Danger! Look, but don’t touch!
Canadian Lynx. Killer of the North Country!
“Yeah, right. Bunny rabbits, beware.” Tess leaned forward again to peer through the wire.
A free spirit of the forest and mountains imprisoned in a box so small it could barely turn around! Tess doubted the lynx could have stood upright in there.
But was it even well enough to stand? Tess had grown up on a ranch. She knew a sick animal when she saw one—the harsh coat, the hunched misery.
She had never been able to bear cruelty to animals. Hated to see wild things caged. Normally you couldn’t have dragged her to a roadside petting zoo, for fear of sights just like this. But one of her pickup’s tires had gone flat a few miles back toward Albuquerque. Although she’d changed to her spare, with two hundred miles to go between her and home, and a forecast of a late-spring snowstorm for this evening, she’d thought it wiser to stop and have the flat repaired at the first gas station she came to.
Killing time till the mechanic could get to her job, she’d made the mistake of following the signs that beckoned from across the two-lane country highway.
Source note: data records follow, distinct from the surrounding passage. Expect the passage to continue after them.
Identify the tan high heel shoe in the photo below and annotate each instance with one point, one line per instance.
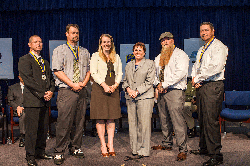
(105, 154)
(111, 153)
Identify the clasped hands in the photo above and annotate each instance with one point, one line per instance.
(19, 110)
(48, 95)
(78, 86)
(109, 89)
(161, 89)
(132, 93)
(196, 85)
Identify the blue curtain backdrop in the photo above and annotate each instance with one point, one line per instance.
(130, 21)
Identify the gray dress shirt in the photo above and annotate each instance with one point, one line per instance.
(63, 60)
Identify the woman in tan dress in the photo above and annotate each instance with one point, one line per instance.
(106, 71)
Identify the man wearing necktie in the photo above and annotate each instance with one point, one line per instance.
(171, 79)
(70, 64)
(39, 87)
(207, 78)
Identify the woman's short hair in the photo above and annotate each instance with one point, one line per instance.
(141, 45)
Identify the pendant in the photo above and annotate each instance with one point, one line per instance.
(43, 77)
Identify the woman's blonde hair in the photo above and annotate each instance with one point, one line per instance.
(111, 51)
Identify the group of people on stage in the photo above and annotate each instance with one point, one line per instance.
(73, 68)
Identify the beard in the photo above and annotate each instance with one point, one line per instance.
(166, 53)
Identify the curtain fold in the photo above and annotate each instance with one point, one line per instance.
(130, 22)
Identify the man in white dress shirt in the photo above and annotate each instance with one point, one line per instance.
(207, 78)
(171, 79)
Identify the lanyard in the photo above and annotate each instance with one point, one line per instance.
(205, 48)
(41, 66)
(76, 54)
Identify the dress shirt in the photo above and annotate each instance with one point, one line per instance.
(212, 65)
(98, 68)
(63, 60)
(175, 72)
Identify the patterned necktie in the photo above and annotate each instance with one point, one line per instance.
(161, 75)
(76, 70)
(40, 61)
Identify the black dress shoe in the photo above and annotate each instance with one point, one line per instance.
(21, 143)
(141, 156)
(212, 162)
(199, 152)
(59, 159)
(77, 153)
(44, 156)
(31, 162)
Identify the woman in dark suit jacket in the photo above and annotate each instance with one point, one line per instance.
(138, 83)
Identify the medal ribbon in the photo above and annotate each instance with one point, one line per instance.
(41, 66)
(205, 48)
(76, 54)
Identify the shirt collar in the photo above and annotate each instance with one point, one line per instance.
(37, 56)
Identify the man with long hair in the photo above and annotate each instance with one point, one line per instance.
(171, 79)
(207, 78)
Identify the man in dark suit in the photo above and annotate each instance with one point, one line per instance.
(15, 100)
(39, 87)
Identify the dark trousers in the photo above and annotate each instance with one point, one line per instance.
(36, 126)
(70, 122)
(171, 108)
(209, 103)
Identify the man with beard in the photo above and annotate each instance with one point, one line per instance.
(207, 78)
(70, 64)
(171, 79)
Hazeltine’s World-Famous Petting Zoo promised
Adorable, Exotic Animals!
Thrilling Beasts and Hideous Reptiles!
Hug the Llamas and Hold the Rabbits!
There wasn’t a child in all of New Mexico who would’ve allowed his hapless parents to drive past that sign without stopping. And even at twenty-five, Tess still had a child’s delight in animals. Growing up far from the nearest town, she’d had more friends with four legs than two. So she’d paid her dollar admission and entered the dimly lit, dingy concrete-block building that housed Hazeltine’s zoo.
And past the not-so-huggable llamas—llamas bored enough to spit—then the pen of black-and-white goats who begged for treats and nibbled at the hem of her jacket… Beyond three cages of resigned rabbits and a cracked aquarium housing a surly bull snake mislabeled as a Deadly Diamondback Rattlesnake! she’d come at last to this…this outrage.
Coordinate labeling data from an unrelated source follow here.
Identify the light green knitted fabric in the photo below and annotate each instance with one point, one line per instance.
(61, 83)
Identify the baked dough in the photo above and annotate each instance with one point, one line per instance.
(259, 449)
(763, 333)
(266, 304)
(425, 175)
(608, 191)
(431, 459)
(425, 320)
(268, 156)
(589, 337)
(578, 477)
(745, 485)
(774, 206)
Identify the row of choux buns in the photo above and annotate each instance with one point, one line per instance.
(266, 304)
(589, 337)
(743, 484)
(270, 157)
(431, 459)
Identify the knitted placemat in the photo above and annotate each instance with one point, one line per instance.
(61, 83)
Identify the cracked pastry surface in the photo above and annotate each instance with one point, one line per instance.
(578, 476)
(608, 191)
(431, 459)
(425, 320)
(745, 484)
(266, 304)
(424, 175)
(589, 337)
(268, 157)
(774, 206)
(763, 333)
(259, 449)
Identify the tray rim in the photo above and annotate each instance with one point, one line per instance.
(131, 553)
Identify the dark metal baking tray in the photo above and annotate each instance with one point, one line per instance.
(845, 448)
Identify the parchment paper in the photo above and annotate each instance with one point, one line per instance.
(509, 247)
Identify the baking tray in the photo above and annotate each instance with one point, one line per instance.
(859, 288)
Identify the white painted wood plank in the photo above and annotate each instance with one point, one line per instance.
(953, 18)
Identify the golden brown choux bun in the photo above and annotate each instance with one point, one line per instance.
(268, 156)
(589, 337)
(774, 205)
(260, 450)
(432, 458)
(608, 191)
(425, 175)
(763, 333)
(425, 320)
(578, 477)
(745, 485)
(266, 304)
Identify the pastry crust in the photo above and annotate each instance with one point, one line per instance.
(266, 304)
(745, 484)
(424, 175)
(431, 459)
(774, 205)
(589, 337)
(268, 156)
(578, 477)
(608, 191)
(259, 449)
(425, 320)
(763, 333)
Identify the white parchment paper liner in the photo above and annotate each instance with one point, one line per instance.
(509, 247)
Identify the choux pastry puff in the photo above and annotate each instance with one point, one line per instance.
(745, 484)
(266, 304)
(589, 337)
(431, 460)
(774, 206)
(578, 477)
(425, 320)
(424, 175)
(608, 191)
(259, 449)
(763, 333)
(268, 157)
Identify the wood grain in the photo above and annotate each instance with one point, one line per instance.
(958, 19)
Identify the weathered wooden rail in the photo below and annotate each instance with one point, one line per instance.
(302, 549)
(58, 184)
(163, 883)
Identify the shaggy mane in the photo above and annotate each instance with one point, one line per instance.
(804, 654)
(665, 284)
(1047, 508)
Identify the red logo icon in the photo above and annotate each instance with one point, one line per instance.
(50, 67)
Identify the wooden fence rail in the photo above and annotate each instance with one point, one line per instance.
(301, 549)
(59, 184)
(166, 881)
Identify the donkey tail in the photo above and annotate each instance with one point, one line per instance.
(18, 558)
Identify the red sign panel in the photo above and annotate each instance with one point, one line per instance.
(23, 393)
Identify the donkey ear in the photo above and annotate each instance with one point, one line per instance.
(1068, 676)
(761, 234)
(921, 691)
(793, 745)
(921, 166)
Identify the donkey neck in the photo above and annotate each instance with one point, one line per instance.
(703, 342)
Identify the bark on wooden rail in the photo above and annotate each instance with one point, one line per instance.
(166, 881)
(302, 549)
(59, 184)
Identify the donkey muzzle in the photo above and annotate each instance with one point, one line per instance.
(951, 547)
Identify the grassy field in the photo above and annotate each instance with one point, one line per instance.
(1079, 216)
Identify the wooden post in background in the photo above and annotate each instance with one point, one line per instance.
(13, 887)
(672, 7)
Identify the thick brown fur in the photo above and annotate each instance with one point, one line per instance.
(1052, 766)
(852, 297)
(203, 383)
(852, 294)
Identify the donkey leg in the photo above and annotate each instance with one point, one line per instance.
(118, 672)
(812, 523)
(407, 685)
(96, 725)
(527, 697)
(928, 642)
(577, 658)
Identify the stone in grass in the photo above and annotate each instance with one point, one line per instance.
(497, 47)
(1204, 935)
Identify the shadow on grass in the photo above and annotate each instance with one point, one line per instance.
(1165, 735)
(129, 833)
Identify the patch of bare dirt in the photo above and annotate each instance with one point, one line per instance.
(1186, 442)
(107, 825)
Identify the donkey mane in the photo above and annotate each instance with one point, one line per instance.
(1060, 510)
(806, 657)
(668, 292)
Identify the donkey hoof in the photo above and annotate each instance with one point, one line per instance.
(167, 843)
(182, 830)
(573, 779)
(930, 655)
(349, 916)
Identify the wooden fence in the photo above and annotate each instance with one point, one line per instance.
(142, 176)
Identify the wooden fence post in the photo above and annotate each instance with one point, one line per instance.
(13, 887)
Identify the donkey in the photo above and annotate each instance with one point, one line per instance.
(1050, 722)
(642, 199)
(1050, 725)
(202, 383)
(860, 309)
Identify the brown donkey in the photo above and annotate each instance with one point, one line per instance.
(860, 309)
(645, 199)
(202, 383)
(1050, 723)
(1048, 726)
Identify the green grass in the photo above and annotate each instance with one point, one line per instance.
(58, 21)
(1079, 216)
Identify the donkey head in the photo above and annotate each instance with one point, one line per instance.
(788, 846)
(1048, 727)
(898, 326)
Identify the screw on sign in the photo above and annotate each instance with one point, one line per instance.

She gazed around, angry words leaping to her lips as the proprietor shuffled up behind her. “This cage is too small. And your lynx, Mr. Hazeltine, just look at him! He’s sick.”
“She. Ol’Zelda’s just taking a catnap, missy. She don’t get lively till sunset.”
“No, sir, I’m sure she’s ill. See how her eyes are running? And her nose? And clearly she hasn’t been eating. I’m a wildlife biologist, and believe me, you’ve got a sick animal here. She needs a vet.”